OSDev.org

Posted: **Sat Nov 29, 2014 4:35 am**

Hi,

I have a hobby OS that I am experimenting with. I have followed James Molly tutorial as a guide.

I was able to reach the following:

Boot from my custom boot loader.
Switch to long mode directly, following the OSDev tutorial.
Setup a video driver
Mapping the whole memory using Page Map Level 4
Configure PIC and plug in service routines for PIT and RTC

Till here everything is working fine. I decided to start working on SMP. I was able to parse the APIC data strucutre, and start the APs either through broadcast of one by one.

Now, I started to focus on booting up one core to be able to test with.

I was able to initiate IIPI and SIPI successfully to boot up a core AP. I was also able to jump to my normal code that I have booted the BSP with, and reach my C Kernel main function. I was also able to point the new AP CR3 to the PML4 initialized by the BSP.

I have reserved a page of memory at address 0xA000 as a memory area which I can exchange data between the two cores. My problem is that whatever I write at memory location 0xA000 with the AP second core cannot be seen by the BSP. The BSP always see the old values, and the AP sees the new values it wrote.

My second question is that, at this point of time the PIC is enabled and is firing interrupts to the BSP. I read on OSDev that I should disable PIC and enable APIC! Why do I have to disable it? And if I disable it where should I connect the interrupt service routines? This is kind of vague to me and I don't have a clear understanding on how to continue from where I am right now.
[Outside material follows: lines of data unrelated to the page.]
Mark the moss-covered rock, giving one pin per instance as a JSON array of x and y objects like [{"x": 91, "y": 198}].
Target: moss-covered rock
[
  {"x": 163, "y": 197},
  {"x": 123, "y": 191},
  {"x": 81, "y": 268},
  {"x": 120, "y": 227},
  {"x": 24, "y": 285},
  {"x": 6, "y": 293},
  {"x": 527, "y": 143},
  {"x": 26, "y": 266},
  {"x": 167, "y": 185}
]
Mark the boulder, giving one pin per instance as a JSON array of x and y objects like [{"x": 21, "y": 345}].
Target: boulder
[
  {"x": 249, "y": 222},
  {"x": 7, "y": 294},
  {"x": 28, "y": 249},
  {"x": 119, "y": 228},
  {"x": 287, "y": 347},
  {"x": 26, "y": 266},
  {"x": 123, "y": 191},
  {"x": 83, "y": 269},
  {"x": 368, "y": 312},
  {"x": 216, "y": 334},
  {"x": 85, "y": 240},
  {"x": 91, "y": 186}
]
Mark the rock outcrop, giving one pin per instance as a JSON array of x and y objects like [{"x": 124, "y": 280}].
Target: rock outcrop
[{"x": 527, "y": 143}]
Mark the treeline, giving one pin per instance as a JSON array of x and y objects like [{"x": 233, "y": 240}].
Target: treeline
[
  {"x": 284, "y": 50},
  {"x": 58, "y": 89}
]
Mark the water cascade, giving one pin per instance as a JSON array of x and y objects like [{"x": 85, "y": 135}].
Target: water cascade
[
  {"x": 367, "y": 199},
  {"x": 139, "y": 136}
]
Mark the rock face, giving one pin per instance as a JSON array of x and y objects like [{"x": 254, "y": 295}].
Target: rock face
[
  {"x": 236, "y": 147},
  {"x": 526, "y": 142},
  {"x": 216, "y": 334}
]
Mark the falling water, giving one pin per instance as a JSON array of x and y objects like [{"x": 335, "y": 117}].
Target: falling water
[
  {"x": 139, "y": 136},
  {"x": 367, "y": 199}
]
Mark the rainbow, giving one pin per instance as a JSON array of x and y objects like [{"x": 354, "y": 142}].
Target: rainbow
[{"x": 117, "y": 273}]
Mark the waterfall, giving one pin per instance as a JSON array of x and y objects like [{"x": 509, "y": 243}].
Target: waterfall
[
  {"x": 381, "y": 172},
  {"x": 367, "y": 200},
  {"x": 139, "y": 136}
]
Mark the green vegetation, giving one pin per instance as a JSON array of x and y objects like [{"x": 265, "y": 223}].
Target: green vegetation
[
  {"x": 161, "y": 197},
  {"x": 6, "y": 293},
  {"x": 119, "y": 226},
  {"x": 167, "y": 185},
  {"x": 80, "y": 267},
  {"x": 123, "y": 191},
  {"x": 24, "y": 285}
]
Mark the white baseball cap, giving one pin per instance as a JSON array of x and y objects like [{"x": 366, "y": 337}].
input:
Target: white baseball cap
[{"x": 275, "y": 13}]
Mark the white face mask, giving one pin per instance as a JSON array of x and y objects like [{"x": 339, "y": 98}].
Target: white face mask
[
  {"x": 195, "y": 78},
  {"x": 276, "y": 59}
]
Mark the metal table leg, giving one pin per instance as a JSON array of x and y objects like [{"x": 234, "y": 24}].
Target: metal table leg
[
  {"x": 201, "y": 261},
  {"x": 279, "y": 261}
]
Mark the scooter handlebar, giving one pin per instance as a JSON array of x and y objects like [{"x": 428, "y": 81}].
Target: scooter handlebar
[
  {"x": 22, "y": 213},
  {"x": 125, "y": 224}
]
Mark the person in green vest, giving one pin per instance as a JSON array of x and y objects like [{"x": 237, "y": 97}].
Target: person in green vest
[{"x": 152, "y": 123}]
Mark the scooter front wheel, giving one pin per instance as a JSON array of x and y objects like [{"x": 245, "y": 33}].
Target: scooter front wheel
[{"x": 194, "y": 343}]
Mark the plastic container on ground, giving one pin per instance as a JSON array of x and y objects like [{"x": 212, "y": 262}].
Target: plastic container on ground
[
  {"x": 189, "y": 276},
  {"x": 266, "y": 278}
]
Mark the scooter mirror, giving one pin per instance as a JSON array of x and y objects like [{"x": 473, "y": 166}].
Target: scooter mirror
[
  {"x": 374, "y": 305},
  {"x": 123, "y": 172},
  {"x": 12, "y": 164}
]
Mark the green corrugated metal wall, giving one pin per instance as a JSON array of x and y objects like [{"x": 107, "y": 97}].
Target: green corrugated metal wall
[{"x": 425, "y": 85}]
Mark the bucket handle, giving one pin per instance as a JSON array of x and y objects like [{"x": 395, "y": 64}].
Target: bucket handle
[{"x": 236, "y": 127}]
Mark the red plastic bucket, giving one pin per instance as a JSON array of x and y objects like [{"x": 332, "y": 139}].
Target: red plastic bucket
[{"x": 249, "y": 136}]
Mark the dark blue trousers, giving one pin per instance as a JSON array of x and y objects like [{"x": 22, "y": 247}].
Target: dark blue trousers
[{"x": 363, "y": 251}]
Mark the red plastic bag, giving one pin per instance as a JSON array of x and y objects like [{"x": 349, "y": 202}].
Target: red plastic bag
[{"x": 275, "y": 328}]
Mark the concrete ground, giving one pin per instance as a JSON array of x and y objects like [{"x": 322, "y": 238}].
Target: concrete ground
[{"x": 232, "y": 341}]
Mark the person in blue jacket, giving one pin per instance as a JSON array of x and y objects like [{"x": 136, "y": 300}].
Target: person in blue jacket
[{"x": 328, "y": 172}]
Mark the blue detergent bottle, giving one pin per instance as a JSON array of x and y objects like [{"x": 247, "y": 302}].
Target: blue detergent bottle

Kindly, if you can point out any possible actions that I can take or investigate to solve my first problem that will be greate. Also I appreciate if any one can explain to me how to disable PIC and enable APIC and move my already existing service toutines to the APIC.

Thanks,
Karim.

Posted: **Sat Nov 29, 2014 6:23 am**

Hi,

kemosparc wrote:I have reserved a page of memory at address 0xA000 as a memory area which I can exchange data between the two cores. My problem is that whatever I write at memory location 0xA000 with the AP second core cannot be seen by the BSP. The BSP always see the old values, and the AP sees the new values it wrote.

That's very unlikely (especially if you haven't messed with the MTRRs, badly). If you're using C, make sure you use "volatile" where appropriate. Also make sure you actually are using the same addresses (e.g. and not use the real mode address 0xA000:0xA000 or something); and make sure there isn't any race conditions (e.g. BSP reads before AP writes, causing BSP to see the old data).

kemosparc wrote:My second question is that, at this point of time the PIC is enabled and is firing interrupts to the BSP. I read on OSDev that I should disable PIC and enable APIC! Why do I have to disable it?

You don't have to, but it's better if you do. Otherwise all IRQs go to the BSP (and you can't have multiple CPUs handling multiple IRQs at the same time). Also the PIC is mostly bad in general because it causes a lot of IRQ sharing for PCI devices, and for this reason it's best to use IO APIC if/where possible (including on single-CPU systems).

kemosparc wrote:And if I disable it where should I connect the interrupt service routines? This is kind of vague to me and I don't have a clear understanding on how to continue from where I am right now.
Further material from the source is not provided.